Thursday, December 11, 2008

Budget Process in the Crowsnest Pass Update Dec 11

Well after five nights of reviewing our budget line by line, and giving our CAO and department heads the opportunity to defend their individual departments requests.
After making some huge steps to get our budget under control such as spending a half of a hour debating about whether we are going to charge or not charge our individual residents to remove deep freezes ($4300 this year).
We recognized that council is not going to resolve the almost $1.7 million dollar shortfall we have. So Council directed administration to bring us back a budget with an tax increase of no more than 6% for Jan 21.
Concern raised by administration that some of our service levels may be affected by restricting our tax increase to 6% I am sure that taxpayers will not lose sight of the fact that we increased taxes by 11.2% last year.
It looks like we are going to have to make some difficult choices or raise taxes by 6% or more!
The scary part is 86% of our tax base is residential, and after getting a update from our assessor commercial property as virtually increased by nothing in the last year so all of the tax burden is going to fall back on the residential home owner.

3 comments:

As The Wind Blows said...

Hi Dean,

Just curious, I've often wondered what the start up costs of water regulation would be. It is very, very stunning to me that a few businesses and wasteful individuals use so much water and yet pay the same as everyone else.

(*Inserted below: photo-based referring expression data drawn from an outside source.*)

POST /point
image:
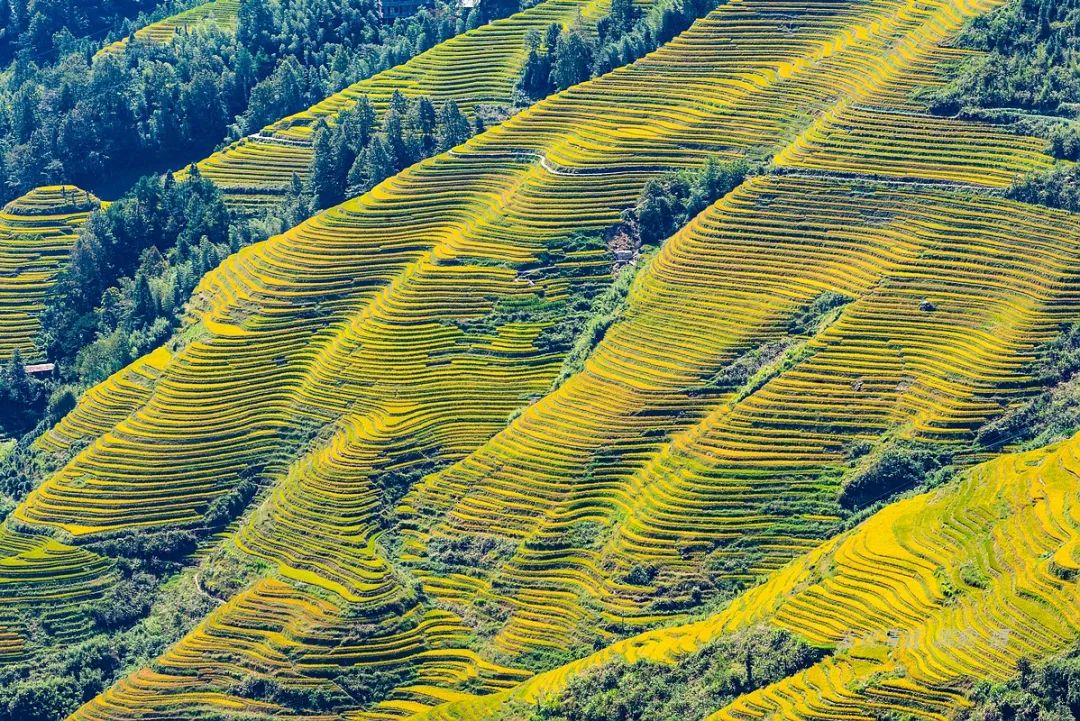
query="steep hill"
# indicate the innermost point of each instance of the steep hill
(480, 66)
(221, 13)
(928, 595)
(414, 341)
(37, 233)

It is rare to find unregulated usage like here anymore. A base cost and go from there is common place, isn't it?

Surely it would be more economical and even an income generator in a very short period of time. Say, start with the commercial properties just in Blairmore and that should pay for the rest of CNP.

Thanks,
Toni

Terry H said...

Dean, two items come to mind that could and should be cut from the budget: specifically the spring and fall cleanup and advertising due dates for utility bills.

With regard to the cleanup, I have used it as much as anyone else. However, having spent many years living in the "big" city, it always struck me as a phenomenal waste of taxpayer money. In urban areas, you either haul that sort of waste to the dump on your own, or you hire somebody to do it. The latter creates a small business opportunity for someone.

The newspaper ads concerning due dates on utility bills is right off the scale as a waste of taxpayer money. We all get many bills in the mail, each with a payment due date. It is our individual responsibility to make note of the due dates and pay them on time. If people aren't paying municipal utility bills on time, tack on a late penalty -- i.e. make money instead of spending it on ads. I know this cost is small compared to many other budget items,but it all adds up.

Just a few ideas for council to consider.

Crowsnest Pass Home said...

On water meters I would have no issue with those. I think the price of them should be set in such a way that anybody that uses an average amount of water would pay what they are paying today anybody that uses more than that should pay for that.
Spring/Fall cleanup is a total waste of time and money.
2007 $300,000 2008 $135,000 2009 in the range of $140,000.
And its not just the money for six weeks of the year our public works department does virtually nothing but pick up garbage.
Pincher Creek just dropped their cleanup because they could not afford $40,000
The Utility bill notice is another waste of tax payer dollars roughly $5000 per year.